Rae Spoon’s music is amazing (check out THIS gutting cover of “I Want To Dance With Somebody”) and I’m so, so impressed by people who are artists in multiple media.
Ok, so I know that this has been the To-Read edition of Queer Young Adult Fiction To Curl Up With, but I simply have to tell you about a book I read yesterday, which would absolutely have made it into the first installment of favorites, had I read it sooner:
I am not posting the Goodreads blurb here because it cannot possible express the awesomeness of this book. I read Sáenz’s other YA novel, Last Night I Sang To The Monster, and it, too, was amazing (full review HERE). Aristotle and Dante are both antisocial, though for different reasons, but when they meet the summer they are fifteen, they become best friends—the only friends each of them have. Aristotle is angry and terse; he desperately wants to know about his brother in prison, but his parents aren’t talking, and he wishes he could know about the war that his father carries inside him.
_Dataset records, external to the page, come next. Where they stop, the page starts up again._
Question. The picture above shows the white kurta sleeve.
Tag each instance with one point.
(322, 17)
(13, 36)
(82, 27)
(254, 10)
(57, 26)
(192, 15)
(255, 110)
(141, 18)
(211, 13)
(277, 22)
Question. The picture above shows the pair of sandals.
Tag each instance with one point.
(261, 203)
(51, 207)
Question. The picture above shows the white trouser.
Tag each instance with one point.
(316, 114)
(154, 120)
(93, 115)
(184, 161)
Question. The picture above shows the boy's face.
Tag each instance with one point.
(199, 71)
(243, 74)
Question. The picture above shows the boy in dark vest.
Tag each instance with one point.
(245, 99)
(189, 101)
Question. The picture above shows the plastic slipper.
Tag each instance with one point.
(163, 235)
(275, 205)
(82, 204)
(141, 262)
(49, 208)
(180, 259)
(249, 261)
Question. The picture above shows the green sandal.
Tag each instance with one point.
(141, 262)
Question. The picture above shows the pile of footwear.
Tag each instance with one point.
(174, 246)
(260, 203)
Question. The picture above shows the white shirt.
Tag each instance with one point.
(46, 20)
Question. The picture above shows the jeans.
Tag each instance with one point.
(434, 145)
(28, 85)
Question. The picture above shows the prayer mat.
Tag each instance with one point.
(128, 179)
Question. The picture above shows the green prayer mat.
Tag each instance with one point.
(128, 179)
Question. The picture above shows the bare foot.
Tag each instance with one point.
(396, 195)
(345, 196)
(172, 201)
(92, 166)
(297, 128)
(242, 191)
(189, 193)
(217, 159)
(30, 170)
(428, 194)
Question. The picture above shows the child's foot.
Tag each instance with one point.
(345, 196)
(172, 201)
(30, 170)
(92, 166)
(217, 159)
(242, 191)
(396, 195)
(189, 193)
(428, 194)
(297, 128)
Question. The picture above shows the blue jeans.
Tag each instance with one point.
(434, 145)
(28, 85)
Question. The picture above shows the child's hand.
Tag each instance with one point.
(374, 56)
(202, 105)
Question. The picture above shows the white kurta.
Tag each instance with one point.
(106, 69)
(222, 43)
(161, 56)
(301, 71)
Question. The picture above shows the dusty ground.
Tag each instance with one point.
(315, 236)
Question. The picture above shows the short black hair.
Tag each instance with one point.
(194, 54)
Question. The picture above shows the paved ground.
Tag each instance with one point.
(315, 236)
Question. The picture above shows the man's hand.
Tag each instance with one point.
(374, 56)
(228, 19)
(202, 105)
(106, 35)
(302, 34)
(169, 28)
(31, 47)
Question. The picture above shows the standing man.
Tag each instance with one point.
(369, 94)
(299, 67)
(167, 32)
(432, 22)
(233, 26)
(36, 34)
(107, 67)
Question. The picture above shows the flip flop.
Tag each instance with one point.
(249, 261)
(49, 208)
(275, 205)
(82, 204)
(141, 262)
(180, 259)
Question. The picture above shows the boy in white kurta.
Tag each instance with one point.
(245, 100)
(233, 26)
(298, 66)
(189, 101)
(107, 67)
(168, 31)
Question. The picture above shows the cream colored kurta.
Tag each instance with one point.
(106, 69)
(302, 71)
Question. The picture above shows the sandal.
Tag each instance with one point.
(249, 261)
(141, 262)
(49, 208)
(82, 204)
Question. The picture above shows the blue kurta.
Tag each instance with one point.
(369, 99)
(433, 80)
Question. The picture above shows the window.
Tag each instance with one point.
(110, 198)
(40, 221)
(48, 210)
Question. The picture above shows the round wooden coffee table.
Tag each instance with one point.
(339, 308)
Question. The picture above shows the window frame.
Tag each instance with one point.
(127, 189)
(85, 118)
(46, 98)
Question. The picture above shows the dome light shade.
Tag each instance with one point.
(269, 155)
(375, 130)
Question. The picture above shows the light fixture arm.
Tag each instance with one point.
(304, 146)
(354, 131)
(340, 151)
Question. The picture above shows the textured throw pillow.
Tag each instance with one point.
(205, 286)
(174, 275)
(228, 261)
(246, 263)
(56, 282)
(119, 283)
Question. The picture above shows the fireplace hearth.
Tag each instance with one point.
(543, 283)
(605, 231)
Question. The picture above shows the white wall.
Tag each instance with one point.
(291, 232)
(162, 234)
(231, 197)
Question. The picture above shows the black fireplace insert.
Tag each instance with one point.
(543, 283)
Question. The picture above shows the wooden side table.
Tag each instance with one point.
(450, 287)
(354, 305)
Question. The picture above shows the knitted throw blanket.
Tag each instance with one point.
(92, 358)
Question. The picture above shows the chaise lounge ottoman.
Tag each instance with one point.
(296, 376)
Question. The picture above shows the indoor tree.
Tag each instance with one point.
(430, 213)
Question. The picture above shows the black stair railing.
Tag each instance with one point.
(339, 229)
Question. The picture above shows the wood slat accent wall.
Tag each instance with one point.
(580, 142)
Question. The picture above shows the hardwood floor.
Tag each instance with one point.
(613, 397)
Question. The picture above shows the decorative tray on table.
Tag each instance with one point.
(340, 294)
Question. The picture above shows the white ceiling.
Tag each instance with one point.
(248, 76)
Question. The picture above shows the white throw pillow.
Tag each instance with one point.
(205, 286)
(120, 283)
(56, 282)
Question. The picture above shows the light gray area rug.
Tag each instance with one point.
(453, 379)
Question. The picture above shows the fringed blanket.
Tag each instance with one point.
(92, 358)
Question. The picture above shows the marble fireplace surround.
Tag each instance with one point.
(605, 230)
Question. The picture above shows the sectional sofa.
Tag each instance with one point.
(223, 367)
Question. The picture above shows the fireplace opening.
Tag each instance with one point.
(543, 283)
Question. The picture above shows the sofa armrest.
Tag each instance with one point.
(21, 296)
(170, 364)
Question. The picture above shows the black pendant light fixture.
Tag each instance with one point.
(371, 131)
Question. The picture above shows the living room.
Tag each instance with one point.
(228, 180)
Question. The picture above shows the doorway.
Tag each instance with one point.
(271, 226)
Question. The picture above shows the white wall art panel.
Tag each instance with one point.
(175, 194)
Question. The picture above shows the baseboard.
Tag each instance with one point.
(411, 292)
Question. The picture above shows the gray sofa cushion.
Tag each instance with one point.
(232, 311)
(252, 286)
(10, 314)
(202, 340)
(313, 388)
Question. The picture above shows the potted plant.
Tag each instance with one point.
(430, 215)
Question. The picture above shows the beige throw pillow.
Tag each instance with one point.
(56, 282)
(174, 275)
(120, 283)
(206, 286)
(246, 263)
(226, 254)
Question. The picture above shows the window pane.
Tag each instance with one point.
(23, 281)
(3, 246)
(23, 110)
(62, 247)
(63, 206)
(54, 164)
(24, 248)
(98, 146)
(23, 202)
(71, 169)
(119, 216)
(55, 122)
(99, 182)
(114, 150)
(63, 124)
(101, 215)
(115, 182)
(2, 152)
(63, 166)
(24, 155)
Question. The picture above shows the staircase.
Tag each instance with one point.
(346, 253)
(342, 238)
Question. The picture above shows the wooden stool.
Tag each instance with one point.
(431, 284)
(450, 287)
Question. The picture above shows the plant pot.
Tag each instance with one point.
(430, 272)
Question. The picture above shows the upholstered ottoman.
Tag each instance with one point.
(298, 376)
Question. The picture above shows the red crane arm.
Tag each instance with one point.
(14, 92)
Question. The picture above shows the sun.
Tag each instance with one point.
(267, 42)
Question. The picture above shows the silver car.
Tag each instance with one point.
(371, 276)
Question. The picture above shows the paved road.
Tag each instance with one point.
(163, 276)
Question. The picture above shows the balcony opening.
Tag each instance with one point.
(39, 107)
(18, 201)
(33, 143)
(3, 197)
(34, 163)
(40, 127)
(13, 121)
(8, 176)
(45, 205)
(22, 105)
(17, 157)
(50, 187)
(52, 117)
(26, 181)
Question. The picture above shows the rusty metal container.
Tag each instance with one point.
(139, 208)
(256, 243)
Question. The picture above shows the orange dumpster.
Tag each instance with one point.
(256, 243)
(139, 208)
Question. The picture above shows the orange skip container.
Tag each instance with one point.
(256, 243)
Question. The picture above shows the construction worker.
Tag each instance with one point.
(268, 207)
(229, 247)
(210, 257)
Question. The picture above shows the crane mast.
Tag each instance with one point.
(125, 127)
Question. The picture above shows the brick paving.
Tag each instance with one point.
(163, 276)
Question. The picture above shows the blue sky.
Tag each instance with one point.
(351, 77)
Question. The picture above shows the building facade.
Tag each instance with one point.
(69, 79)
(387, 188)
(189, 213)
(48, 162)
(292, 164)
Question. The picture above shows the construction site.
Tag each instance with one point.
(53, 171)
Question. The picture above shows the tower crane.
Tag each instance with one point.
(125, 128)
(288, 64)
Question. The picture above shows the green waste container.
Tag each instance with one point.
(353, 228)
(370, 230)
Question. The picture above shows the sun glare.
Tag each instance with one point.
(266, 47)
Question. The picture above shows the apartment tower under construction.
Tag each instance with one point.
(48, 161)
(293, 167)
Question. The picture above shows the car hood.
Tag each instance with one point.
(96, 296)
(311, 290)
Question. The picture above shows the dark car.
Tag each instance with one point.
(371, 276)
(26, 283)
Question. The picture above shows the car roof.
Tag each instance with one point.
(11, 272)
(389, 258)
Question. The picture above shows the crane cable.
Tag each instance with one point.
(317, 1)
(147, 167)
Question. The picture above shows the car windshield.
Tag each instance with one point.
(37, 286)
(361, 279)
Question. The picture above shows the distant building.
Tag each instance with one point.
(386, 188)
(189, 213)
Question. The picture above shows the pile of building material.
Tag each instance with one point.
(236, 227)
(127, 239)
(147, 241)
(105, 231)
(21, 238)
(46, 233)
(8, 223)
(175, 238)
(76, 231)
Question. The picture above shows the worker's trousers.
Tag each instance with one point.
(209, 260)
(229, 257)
Dante is smart and loquacious and his English-professor father and psychologist mother gave him a sense of unconditional love, even if he feels like growing up with them made him feel like he’s not Mexican enough for the rest of his family. This isn’t just about Ari and Dante’s friendship; it’s also about their relationships with their parents, their ethnic identities, and what it means to be an adult. This is seriously one of the most beautiful books I’ve read (Sáenz is a poet, and you can definitely tell), so I feel honor-bound to tell you: put this one on hold from the library RIGHT NOW!